Rob Nicolls, Gilbert and Tobin

We have an environment ripe for take-up of interactive services and of digital television generally. We have an amazingly high television penetration rate in excess of 99 per cent; higher than telephone take-up. On the other hand we have an environment where a television is something that needs a large discretionary spend, and is not replaced as frequently as, for example, the computer. Once every eight years on average is the television replacement. Clearly early adopters are going to be running on a much faster rate; this is an approximate replacement over time.
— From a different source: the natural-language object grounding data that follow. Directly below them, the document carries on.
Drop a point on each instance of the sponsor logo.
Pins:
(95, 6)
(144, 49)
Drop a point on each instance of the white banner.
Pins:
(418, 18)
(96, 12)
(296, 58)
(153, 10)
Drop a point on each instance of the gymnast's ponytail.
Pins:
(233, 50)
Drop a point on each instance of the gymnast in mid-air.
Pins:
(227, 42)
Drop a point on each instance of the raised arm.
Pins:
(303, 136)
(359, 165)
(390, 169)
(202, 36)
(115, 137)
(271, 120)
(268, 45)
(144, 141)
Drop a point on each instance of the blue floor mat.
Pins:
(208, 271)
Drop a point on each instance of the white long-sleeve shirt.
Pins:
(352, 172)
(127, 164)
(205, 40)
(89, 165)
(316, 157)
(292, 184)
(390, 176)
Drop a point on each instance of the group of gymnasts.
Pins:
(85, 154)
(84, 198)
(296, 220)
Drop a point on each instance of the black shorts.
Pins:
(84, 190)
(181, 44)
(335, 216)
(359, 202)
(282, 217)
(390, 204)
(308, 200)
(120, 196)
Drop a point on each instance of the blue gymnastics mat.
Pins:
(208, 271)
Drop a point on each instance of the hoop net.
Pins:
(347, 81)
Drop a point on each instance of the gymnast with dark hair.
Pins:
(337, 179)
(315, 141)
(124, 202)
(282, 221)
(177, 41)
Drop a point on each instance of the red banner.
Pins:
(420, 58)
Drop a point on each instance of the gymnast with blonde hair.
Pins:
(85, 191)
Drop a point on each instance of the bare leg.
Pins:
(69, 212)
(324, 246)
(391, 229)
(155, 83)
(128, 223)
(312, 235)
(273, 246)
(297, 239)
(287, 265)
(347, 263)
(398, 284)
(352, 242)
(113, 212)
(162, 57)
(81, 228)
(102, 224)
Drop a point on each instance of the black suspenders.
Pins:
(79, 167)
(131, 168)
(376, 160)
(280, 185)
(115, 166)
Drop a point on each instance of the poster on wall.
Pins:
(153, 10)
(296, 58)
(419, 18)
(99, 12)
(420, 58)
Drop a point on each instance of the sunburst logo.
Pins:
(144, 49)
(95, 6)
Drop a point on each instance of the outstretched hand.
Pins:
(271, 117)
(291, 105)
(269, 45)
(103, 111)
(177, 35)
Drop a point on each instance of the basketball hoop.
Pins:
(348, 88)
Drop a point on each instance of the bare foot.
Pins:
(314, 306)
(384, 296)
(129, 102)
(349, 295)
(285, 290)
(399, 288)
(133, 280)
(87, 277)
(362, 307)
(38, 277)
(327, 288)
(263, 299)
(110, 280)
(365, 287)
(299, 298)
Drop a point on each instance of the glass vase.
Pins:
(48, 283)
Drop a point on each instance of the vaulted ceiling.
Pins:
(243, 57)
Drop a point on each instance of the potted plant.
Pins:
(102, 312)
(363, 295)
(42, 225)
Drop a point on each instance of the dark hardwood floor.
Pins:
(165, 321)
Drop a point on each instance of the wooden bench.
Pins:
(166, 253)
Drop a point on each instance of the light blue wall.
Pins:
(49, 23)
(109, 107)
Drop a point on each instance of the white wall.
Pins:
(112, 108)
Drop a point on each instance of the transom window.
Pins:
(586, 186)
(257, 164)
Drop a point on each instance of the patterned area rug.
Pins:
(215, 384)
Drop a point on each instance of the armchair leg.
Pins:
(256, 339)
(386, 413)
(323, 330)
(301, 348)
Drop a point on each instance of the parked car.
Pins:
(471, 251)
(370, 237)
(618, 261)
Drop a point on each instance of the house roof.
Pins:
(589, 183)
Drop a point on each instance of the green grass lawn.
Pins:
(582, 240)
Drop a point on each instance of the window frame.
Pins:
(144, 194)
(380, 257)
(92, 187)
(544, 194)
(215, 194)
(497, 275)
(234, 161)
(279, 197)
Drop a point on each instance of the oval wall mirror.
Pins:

Imagine by contrast trying to do any of the functions that you use your PC for now, including putting up a PowerPoint presentation, with a computer that is eight years old. That would probably have a 286 processor and might have as much as two or four MBs of RAM! And so we have a convergence issue that arises on expectation of hardware.

You have very separate sectors throughout the industry. That leads to a problem in putting together a value proposition for consumers, in that it wouldn't make sense for Channel Ten to subsidise a set-top box when the advertising revenue that comes through a subsidised set-top box is the same as if it came through on an analogue service. So we have this problem in the free-to-air environment of a horizontal market.

This contrasts with the issues in a vertical market, such as a pay TV operator, where all of the elements are under the control of the pay TV operator; from content billing, supply of the decoder, distribution, and marketing. They all fall into a single vertical solution. This is probably why we've seen the first stages of roll-out of interactive services coming from pay TV. Austar made the announcement in the second week of October 2001 that has 300,000 decoders in the field that could be interacted with, and of those about 150,000 are capable of having back channel. The real test will be whether people are actually prepared to pay a premium on, at least, their basic fare of pay television services in order to have a rather esoteric interactive TV experience of T-mail and interactive advertising. Time will tell, for Austar it will need to be in the fairly near term, as to whether this is appealing to the consumer market.

There is a reasonable proposition that perhaps MHP should be regarded almost in the same way that third generation mobile phone services are regarded. That is, this is where we want to get to, but in the meantime we should actually be looking to meet that nascent consumer need and demand, which we believe is there because otherwise we wouldn't be going down this step in the first place. A possible way to do that would be to look at operating with an interim standard based on HTML. This doesn't need to be proprietary. It could be open and could actually give a stepping stone into interactivity and into MHP over the longer term.